In practice, this means curating collections that serve real needs, eliminating redundant subscriptions and energy-hungry infrastructure, and repurposing spaces not for aesthetics, but for function and healing. It also means resisting digital hoarding and the myth that cloud services are immaterial. Every byte has a footprint. Every server farm has a shadow.
Minimalism becomes an act of resistance — against waste, against overproduction, against the illusion that "more access" always equals more justice.
Nature as Blueprint: Biomimicry as Structural Rethink
Rather than retrofitting human systems with symbolic "green" touches, regenerative libraries can learn from nature — structurally, functionally, and philosophically.
Ecosystems don't grow endlessly; they cycle, adapt, compost, regenerate. Waste doesn't exist — what's discarded becomes food. A regenerative library emulates this logic: furniture is repurposed, water is captured and reused, light is harvested, materials are sourced locally, and digital systems are powered by renewable energy and ethical infrastructure.
But beyond the material, biomimicry teaches libraries to design for resilience. Distributed systems. Redundancy. Modularity. Locality. Mutualism. These are the principles nature uses to endure.
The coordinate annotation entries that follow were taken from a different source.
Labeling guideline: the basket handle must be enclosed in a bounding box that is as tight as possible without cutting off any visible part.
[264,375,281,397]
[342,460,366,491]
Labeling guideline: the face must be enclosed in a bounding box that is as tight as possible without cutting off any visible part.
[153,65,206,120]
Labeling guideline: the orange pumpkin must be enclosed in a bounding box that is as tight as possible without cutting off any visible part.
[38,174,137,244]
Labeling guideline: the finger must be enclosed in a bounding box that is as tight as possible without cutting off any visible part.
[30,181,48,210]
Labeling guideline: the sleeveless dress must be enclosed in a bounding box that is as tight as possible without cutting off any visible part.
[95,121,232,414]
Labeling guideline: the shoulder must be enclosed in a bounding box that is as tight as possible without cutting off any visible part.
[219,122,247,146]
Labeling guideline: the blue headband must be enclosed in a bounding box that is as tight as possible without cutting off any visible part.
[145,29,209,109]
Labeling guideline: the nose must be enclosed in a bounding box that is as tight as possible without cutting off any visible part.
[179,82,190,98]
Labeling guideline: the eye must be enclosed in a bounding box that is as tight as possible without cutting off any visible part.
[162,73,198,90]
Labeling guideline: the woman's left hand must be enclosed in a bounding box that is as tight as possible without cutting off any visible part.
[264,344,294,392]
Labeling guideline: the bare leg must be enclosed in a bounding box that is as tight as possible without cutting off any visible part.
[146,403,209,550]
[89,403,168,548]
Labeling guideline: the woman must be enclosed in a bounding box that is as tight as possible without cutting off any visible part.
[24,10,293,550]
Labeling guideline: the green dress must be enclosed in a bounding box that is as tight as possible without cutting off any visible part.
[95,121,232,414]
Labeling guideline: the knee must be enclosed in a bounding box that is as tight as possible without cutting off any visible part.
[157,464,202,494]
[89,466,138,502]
Why wouldn't libraries?
Justice or Bust: Facing the North-South Divide
Any vision of regeneration that doesn't include ecological justice is just polished greenwashing. Libraries in the Global North cannot claim leadership while sitting atop extractive supply chains, unacknowledged colonial legacies, and digital infrastructures powered by fossil fuels and child labor.
Regenerative libraries reject the logic of offsetting and embrace the ethics of solidarity. They divest from exploitative platforms, support open and decolonial knowledge systems, and redistribute power — materially, epistemologically, and symbolically.
They serve not just their own communities, but act in deep accountability to those on the frontlines of ecological destruction — Indigenous peoples, peasant farmers, land defenders, displaced migrants. That's not a side issue. That's the center.
Redefining Success: From Metrics to Meaning
So what does success look like in a regenerative library?
It's not in the numbers. It's in the quality of relationships — with people, with land, with memory, with the future. It's in the ability to adapt, to listen, to shed excess and nurture resilience. It's in how much a library can unlearn the frameworks of colonialism, capitalism, and false neutrality that have defined it for centuries.
Success is measured in care. In reciprocity. In humility. In the ability to hold space without conquest.
From Resistance to Reworlding
I began this series by tearing off the façade. Now we build. But not upward, not outward — we build inward, downward, into soil, into relationship, into complexity. Regenerative libraries are not future utopias. They are possible now — but only if we have the courage to let go of the metrics and illusions we've clung to for too long.
This is not a call for libraries to survive the crisis. This is a call for libraries to change the terms of survival itself.
Regeneration is not an outcome. It's a commitment. One that starts with refusal — and ends with reinvention.
Readings
- Jackson, Tim (2016). Prosperity Without Growth: Foundations for the Economy of Tomorrow. London & New York: Routledge.
- Martin, Laura J. (2022). Wild by Design: The Rise of Ecological Restoration. Cambridge, MA: Harvard University Press.
- Saito, Kohei (2022). El capital en la era del Antropoceno. Madrid: Penguin Random House.
- Schmelzer, Matthias, Vetter, Andrea & Vansintjan, Aaron (2022). The Future is Degrowth: A Guide to a World Beyond Capitalism. London & New York: Verso.
- Simons, Marcy (2018). Academic Library Metamorphosis and Regeneration. London: Rowman & Littlefield.
- Smith Aldrich, Rebekkah (2018). Sustainable Thinking: Ensuring Your Library's Future in an Uncertain World. Washington: American Library Association.
- Westra, Laura (2009). Environmental Justice and the Rights of Ecological Refugees. London & Sterling: Earthscan.